Grèves à répétition: le transport aérien canadien risque de perdre en crédibilité

La nouvelle grève des agents de bord de WestJet, qui a entraîné l’annulation de plus de 300 vols, relance une question qui dépasse largement le conflit de travail lui-même. À force de voir le secteur aérien paralysé par des grèves ou des menaces de grève, le Canada risque-t-il de devenir une destination moins fiable aux yeux des voyageurs et des investisseurs?

C’est l’inquiétude exprimée par plusieurs experts interrogés par TVA Nouvelles, qui estiment qu’il devient urgent de revoir les mécanismes de règlement des conflits dans un secteur aussi stratégique.

Au cours de la dernière année seulement, les voyageurs ont été confrontés à une succession de crises. À l’été 2025, une grève et un lock-out avaient perturbé les activités aériennes pendant plusieurs jours, touchant des centaines de milliers de passagers. Quelques mois plus tard, une grève des pilotes d’Air Transat avait été évitée de justesse, mais seulement après des annulations préventives de nombreux vols. Voilà maintenant que WestJet subit à son tour un arrêt de travail majeur.

Pour Mehran Ebrahimi, directeur de l’Observatoire international de l’aéronautique et de l’aviation civile de l’UQAM, cette répétition des conflits nuit directement à la réputation du pays. Selon lui, le Canada devrait se doter d’un processus de règlement des différends qui protège davantage le public tout en respectant les droits des travailleurs. Chaque nouvelle menace de grève plonge des dizaines, voire des centaines de milliers de voyageurs dans l’incertitude, rappelle-t-il.

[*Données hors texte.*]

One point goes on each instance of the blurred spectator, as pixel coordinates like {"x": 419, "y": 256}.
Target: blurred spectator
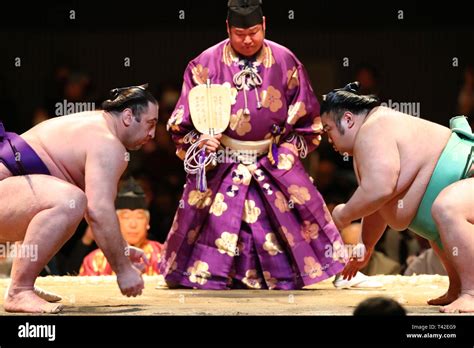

Au-delà des vacances compromises, les conséquences économiques sont également importantes. L’analyste en politiques publiques de l’Institut économique de Montréal, Gabriel Giguère, souligne qu’un conflit de travail dans le secteur aérien ne touche pas uniquement la compagnie concernée. Des milliers de voyageurs voient leurs déplacements annulés, des entreprises subissent des pertes et toute une chaîne économique est perturbée.

Cette analyse rejoint un débat plus large que nous avons souvent abordé: celui de la multiplication des conflits de travail au Canada, et particulièrement au Québec. Lorsque les grèves deviennent fréquentes dans des secteurs essentiels, elles ne représentent plus seulement un rapport de force entre un employeur et un syndicat. Elles finissent par imposer des coûts considérables à l’ensemble de la population, qui se retrouve prise en otage d’un conflit auquel elle n’est pourtant pas partie.

À cela s’ajoute un autre problème soulevé par TVA Nouvelles: l’incapacité du système fédéral à faire respecter rapidement les droits des passagers. Selon Jacob Charbonneau, président de volenretard.ca, près de 100 000 plaintes sont actuellement en attente à l’Office des transports du Canada, avec des délais pouvant atteindre trois ans avant qu’un dossier soit traité.

Pour lui, un droit qui ne peut être exercé qu’après plusieurs années perd une grande partie de sa valeur. Les recommandations formulées par le Parlement en 2023 afin de corriger ces lacunes n’ont toujours pas été mises en œuvre, laissant les voyageurs sans recours rapide lorsque des perturbations surviennent.

À long terme, la question dépasse donc les seules relations de travail. Dans un contexte où les compagnies aériennes, les destinations touristiques et les centres d’affaires se livrent une concurrence internationale féroce, la prévisibilité est devenue un avantage économique. Si le Canada acquiert la réputation d’un pays où les transports peuvent être paralysés à répétition et où les recours des consommateurs prennent plusieurs années, cette image risque d’avoir un coût bien réel.

Sans remettre en question le droit de grève, plusieurs observateurs estiment ainsi qu’Ottawa devra tôt ou tard trouver un meilleur équilibre entre la protection des travailleurs et celle du public. Car lorsqu’un secteur aussi névralgique que le transport aérien est régulièrement paralysé, ce n’est plus seulement une entreprise qui en subit les conséquences, mais l’économie canadienne dans son ensemble.